Historically, jaguars may have lived as far north as the Grand Canyon in Arizona. However, no females or breeding pairs have been documented in the United States for more than 50 years. In the past several years, male jaguars have appeared in the U.S., including Macho B and El Jefe, famous residents of Arizona. The large, beautiful cats are sometimes seen within 40 miles of the Mexican border, but are rare visitors to the U.S.

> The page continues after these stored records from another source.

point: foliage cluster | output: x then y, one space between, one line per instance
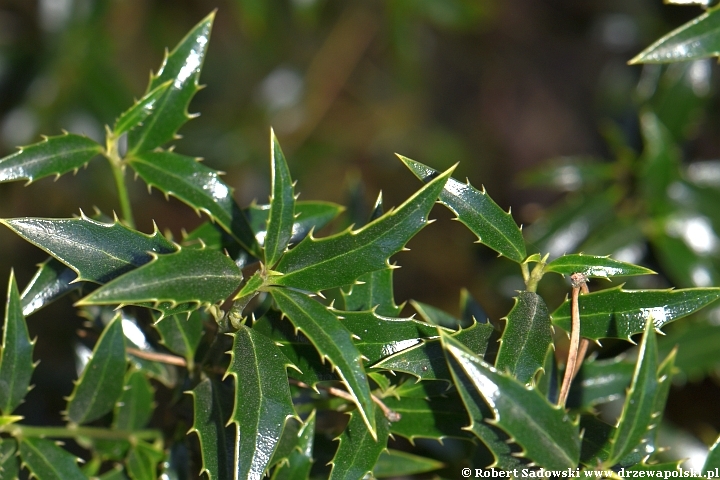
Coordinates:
284 341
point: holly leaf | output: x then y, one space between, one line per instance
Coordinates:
594 266
194 276
16 364
182 68
262 400
53 156
618 313
101 382
197 186
96 251
332 341
338 260
548 436
359 450
526 339
475 209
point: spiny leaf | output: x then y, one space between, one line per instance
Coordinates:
338 260
142 109
475 209
47 461
618 313
101 382
548 436
212 406
282 206
262 401
526 338
359 450
51 281
16 365
198 186
594 266
332 341
699 38
182 67
96 251
198 276
52 156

What are the threats to the jaguar?
During the 19th and early 20th centuries, these big cats were extirpated from California and Texas and nearly eradicated from Arizona and New Mexico, mainly due to illegal shooting and habitat loss. This resulted in an endangered species listing for the jaguar across a portion of their range in 1972 and across their entire range in 1997.
What WildEarth Guardians is doing to preserve the jaguar
As the result of a settlement agreement with WildEarth Guardians, in 2014 the U.S. Fish and Wildlife Service protected habitat deemed essential for the survival and recovery of the jaguar in the United States. The rule designates 764,207 acres in Arizona and New Mexico as “critical habitat” for the imperiled cat.
Despite this designation, the U.S. Department of Agriculture’s Wildlife Services program has engaged in lethal wildlife management techniques in jaguar habitat, which we have opposed.
Because jaguars need large habitats to thrive, we also intend to make the Greater Gila Bioregion—with its existing 1.1 million acres of wilderness and potential additions of another 2.2 million acres of wilderness—one of the best-protected areas in North America, and ensure that a self-sustaining jaguar population is reestablished there.